Menuju konten utama

PDIP Nilai Pemerintah Abaikan Publik Tolak Soeharto Pahlawan

Legislator PDIP menilai pemberian gelar pahlawan nasional untuk Soeharto sangat kental kepentingan politiknya.

PDIP Nilai Pemerintah Abaikan Publik Tolak Soeharto Pahlawan
Anak Jenderal Besar TNI Soeharto, Siti Hardijanti Rukmana (kedua kiri) dan Bambang Trihatmodjo (kiri) menghadiri upacara penganugerahan gelar pahlawan nasional di Istana Negara, Jakarta, Senin (10/11/2025). ANTARA FOTO/Hafidz Mubarak A/nz

tirto.id - Wakil Ketua Komisi XIII DPR RI, Andreas Hugo Pareira, menilai pemerintah mengabaikan banyaknya penolakan masyarakat terkait pemberian gelar pahlawan nasional kepada Presiden ke-2 RI, Soeharto.

Andreas berpandangan bahwa pemberian gelar tersebut semestinya juga mempertimbangkan catatan pelanggaran Hak Asasi Manusia (HAM) terhadap nama-nama yang diusulkan menjadi pahlawan nasional.

“Sudah berapa banyak penolakan dari kelompok masyarakat bahkan dari rakyat Indonesia sendiri terhadap pemberian gelar pahlawan bagi Soeharto. Tapi pemerintah seperti tuli dan mengabaikan,” ucap Andreas dalam keterangan resmi, Senin (10/11/2025).

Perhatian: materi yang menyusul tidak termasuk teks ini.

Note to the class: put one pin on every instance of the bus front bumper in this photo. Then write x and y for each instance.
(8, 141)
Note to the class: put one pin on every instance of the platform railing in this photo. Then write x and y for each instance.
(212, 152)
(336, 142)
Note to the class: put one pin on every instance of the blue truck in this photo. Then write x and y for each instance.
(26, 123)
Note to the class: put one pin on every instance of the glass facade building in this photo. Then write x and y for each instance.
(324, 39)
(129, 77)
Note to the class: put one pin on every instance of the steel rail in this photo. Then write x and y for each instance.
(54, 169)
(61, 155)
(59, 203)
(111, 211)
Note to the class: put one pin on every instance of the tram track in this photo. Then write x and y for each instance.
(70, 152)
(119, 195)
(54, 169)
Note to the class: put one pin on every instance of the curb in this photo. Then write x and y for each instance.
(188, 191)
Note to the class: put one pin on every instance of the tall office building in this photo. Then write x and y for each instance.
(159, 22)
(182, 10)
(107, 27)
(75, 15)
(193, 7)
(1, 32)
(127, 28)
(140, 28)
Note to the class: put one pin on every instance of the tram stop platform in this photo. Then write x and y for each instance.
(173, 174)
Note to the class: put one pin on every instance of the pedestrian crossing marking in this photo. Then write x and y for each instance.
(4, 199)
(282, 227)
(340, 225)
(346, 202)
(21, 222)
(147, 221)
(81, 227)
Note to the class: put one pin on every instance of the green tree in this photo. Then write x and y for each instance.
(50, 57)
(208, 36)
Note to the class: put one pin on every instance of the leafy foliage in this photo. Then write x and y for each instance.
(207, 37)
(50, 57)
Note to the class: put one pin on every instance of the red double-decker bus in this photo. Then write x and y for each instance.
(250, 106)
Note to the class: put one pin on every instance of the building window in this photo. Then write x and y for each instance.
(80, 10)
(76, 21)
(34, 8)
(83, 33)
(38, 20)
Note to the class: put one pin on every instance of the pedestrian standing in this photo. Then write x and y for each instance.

Ketua DPP PDIP ini menilai setiap nama yang diangkat harus melalui proses verifikasi dokumen, telaah akademik, serta uji publik agar penghargaan ini benar-benar mencerminkan kehendak kolektif bangsa, bukan keputusan elit yang bersifat simbolik.

Pasalnya, dia menekankan pemberian gelar pahlawan adalah momentum penting demi menjaga kesinambungan sejarah serta identitas bangsa. Maka dari itu, pemberian gelar tersebut seharusnya tidak dilakukan atas kepentingan politik atau bahkan kelompok tertentu.

“Jangan sampai pemberian gelar pahlawan nasional hanya demi kepentingan politik atau kepentingan kelompok tertentu karena akan mencederai rasa keadilan bagi rakyat Indonesia,” terang Andreas.

Dia pun membeberkan sejumlah kasus pelanggaran HAM yang ditudingkan kepada Soeharto. Antara lain, penembakan misterius sepanjang 1981-1985, penghilangan paksa pada 1997-1998, peristiwa Tanjung Priok pada 1984-1987, peristiwa Talangsari pada 1989, hingga kerusuhan 1998 menjelang Soeharto lengser dari jabatannya.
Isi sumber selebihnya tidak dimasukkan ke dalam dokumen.